Xylazine cannot be detected with testing strips the way fentanyl can, so people don’t know if their substances are contaminated with it.

What is CMS Doing?

“At this point, we’re trying to educate and inform the public as much as possible,” says Gorman. Because the xylazine mixture is so new, there’s little research about how it behaves in humans or how to treat those who get it into their systems. We also don’t know where it’s coming from, and how to stop it from getting into the supply.”
In addition to constant education, outreach, and support, CMS is working to change legislation to make test strips that detect xylazine available to the community. “You get those things into the hands of people who use, they’re going to make better decisions,” says Gorman. “We’ve seen this over and over again. If you give people the tools, they can make more informed decisions.”

What Can the Public Do About Xylazine?

If you witness someone experiencing a possible xylazine overdose, here’s what you can do:
Call 911 | Provide Narcan if available | Administer CPR or rescue breaths
In addition to these hands-on actions, compassion, education and understanding go a long way to help address this latest threat. “Be curious,” says Gorman. “Keep learning. Get trained on how to use Narcan. Get CPR certified.
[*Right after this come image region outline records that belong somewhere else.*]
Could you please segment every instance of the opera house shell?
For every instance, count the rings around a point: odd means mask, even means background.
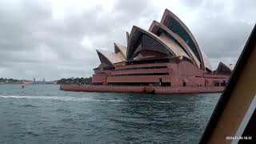
[[[126,40],[114,43],[113,52],[97,50],[93,85],[222,86],[232,72],[222,62],[213,70],[190,30],[168,10],[148,30],[134,26]]]

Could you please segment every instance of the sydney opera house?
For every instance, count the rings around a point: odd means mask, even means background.
[[[126,41],[126,46],[114,43],[113,52],[97,50],[101,63],[84,91],[98,91],[98,86],[223,87],[232,72],[222,62],[213,70],[190,30],[169,10],[148,30],[134,26]]]

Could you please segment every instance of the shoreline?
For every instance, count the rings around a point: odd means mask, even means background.
[[[222,93],[225,86],[78,86],[60,85],[60,90],[99,93],[138,93],[138,94],[203,94]]]

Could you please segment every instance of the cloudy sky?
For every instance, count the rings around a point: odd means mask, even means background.
[[[190,28],[216,68],[234,63],[255,24],[255,1],[1,0],[0,78],[89,77],[95,50],[126,45],[132,26],[147,30],[166,8]]]

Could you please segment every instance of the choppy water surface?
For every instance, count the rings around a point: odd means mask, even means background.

You could save a life.”
Gorman leaves us with this final thought, “If we were able to talk openly about medication, more people would access it. It wouldn’t be as shameful. Same with emerging drugs. If we could talk about these issues without being worried about being judged or even arrested, think about how things could change for those who need help.”
Gorman reminds us that those who need our help are “brothers, fathers, sons, sisters, moms, coworkers. These are people around you every single day. Just because you don’t see what’s going on doesn’t mean that it’s not happening.”